Faults, Errors and Failures

You can't handle errors directly. It's complicated.

Feb 13, 2024

Having somewhat recently become a father (one of the reasons my writing has slowed down to a crawl), I’ve had to deal with a very particular kind of error output: crying.

From a computational perspective, it’s about equivalent to the following:

Loud and unspecific. Well, at least with a baby there’s a limited set of reasons for crying, so fixing the issue amounts to tackling each possible cause until something works. Good luck debugging the error message above though.

That got me thinking, how does one end up with a useless error message like the above? What facilities should programming languages provide to make it easy for developers to handle errors properly and conveniently?

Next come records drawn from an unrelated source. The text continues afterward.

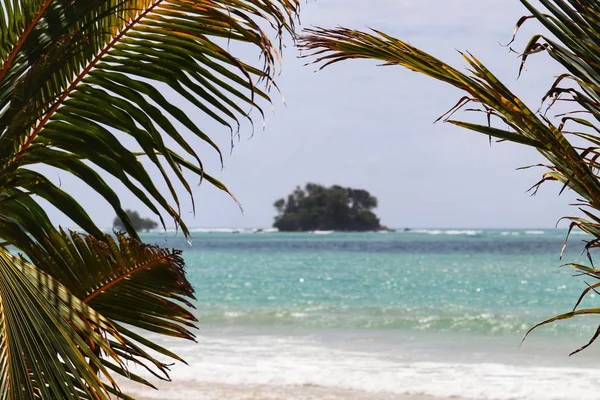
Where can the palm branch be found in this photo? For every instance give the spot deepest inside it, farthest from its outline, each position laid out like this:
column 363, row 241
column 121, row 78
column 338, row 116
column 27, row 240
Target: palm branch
column 78, row 80
column 573, row 40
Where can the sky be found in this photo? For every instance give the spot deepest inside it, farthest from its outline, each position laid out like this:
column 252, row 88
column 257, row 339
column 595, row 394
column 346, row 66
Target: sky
column 356, row 124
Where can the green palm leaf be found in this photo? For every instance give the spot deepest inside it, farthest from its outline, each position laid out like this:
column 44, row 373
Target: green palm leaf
column 76, row 79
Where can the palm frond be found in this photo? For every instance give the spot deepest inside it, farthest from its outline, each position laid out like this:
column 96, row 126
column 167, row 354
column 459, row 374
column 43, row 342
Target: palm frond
column 46, row 334
column 78, row 81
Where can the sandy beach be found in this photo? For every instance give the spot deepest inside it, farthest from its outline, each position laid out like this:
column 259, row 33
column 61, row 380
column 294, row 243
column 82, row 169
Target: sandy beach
column 270, row 392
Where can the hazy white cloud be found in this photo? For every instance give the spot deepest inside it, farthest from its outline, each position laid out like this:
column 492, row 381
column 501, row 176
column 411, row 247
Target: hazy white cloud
column 359, row 125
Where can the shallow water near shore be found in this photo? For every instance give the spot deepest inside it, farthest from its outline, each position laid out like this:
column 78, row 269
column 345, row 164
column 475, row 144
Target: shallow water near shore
column 419, row 314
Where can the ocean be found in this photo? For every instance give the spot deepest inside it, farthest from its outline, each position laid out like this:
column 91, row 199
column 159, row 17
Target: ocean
column 423, row 314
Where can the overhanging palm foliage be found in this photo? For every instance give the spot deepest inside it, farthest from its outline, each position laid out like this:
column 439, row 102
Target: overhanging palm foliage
column 76, row 77
column 573, row 154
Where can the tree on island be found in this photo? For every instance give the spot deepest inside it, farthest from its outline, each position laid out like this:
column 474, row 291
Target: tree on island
column 317, row 207
column 138, row 223
column 569, row 140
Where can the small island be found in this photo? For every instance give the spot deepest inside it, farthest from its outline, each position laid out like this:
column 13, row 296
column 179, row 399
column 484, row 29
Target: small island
column 320, row 208
column 138, row 223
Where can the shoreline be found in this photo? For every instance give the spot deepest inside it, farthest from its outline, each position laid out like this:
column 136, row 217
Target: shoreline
column 217, row 391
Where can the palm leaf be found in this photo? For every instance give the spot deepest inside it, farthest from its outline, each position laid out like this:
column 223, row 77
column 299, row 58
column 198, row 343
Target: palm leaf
column 76, row 79
column 45, row 333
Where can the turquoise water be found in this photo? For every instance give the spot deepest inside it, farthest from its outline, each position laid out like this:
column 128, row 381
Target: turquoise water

Originally this post was going to be a survey on error handling approaches, similar to my post on memory management approaches, but I decided against it in the end because I think looking at this problem from “outside the box” is important. Maybe someone can come up with a better way to “handle errors”.

Faults, Errors and Failures.

Lets starts from the beginning. What do we mean by error? Unfortunately the term “error” is not used consistently in the literature, but we can use 3 related, commonly used terms from the study of fault tolerance to distinguish different meanings for the word error1:

A fault (known colloquially as a bug), is static defect in software, meaning there’s some line (or lines) of code that are incorrect and will likely result in…
An error, which is an unobserved, incorrect internal state that will likely result in…
A failure, which is observed, incorrect behavior with respect to the software’s expected behavior.

For example, consider the following piece of C# code:

var a = new int[]{1,2,3,4,5};
for (int i = 0; i <= 5; i++) {
  Console.WriteLine(a[i]);
}

There’s a fault in the loop stop condition (it should be i < 5), which will result in an error state of i = 5, which will trigger a failure when used to index the vector (throwing an IndexOutOfRange exception).

The error is not the exception (failure) nor is it the incorrect loop condition (fault).

It is critical to understand this distinction for the rest of the article to make sense. Before tackling error handling, I’ll need to talk about error prevention, as the two often get mixed up, and it’ll help clarify what I mean.

Error (Fault) Prevention

Testing, static type systems, model checking, sanitizers, fuzzers, and even certain language features like foreach loops (which would trivially avoid the problem above) are ways to indirectly prevent errors by either detecting or preventing faults.

I’m 100% pro all of the above, they’re all great. If you’re not using them and you could, then you should. Your users will thank you. Your colleagues will thank you. Your future self will thank you.

Errors are almost always the result of faults. Barring cosmic rays, hardware issues or really unusual race conditions between the application and the operating system, if an error occurs it is because the programmer screwed up and introduced a bug.

Some languages like Rust and Haskell have a reputation that “if the code compiles, it works”. They get this reputation because they excel at preventing common faults through a combination of a powerful static type system plus a culture of modeling function domains and codomains as accurately as possible.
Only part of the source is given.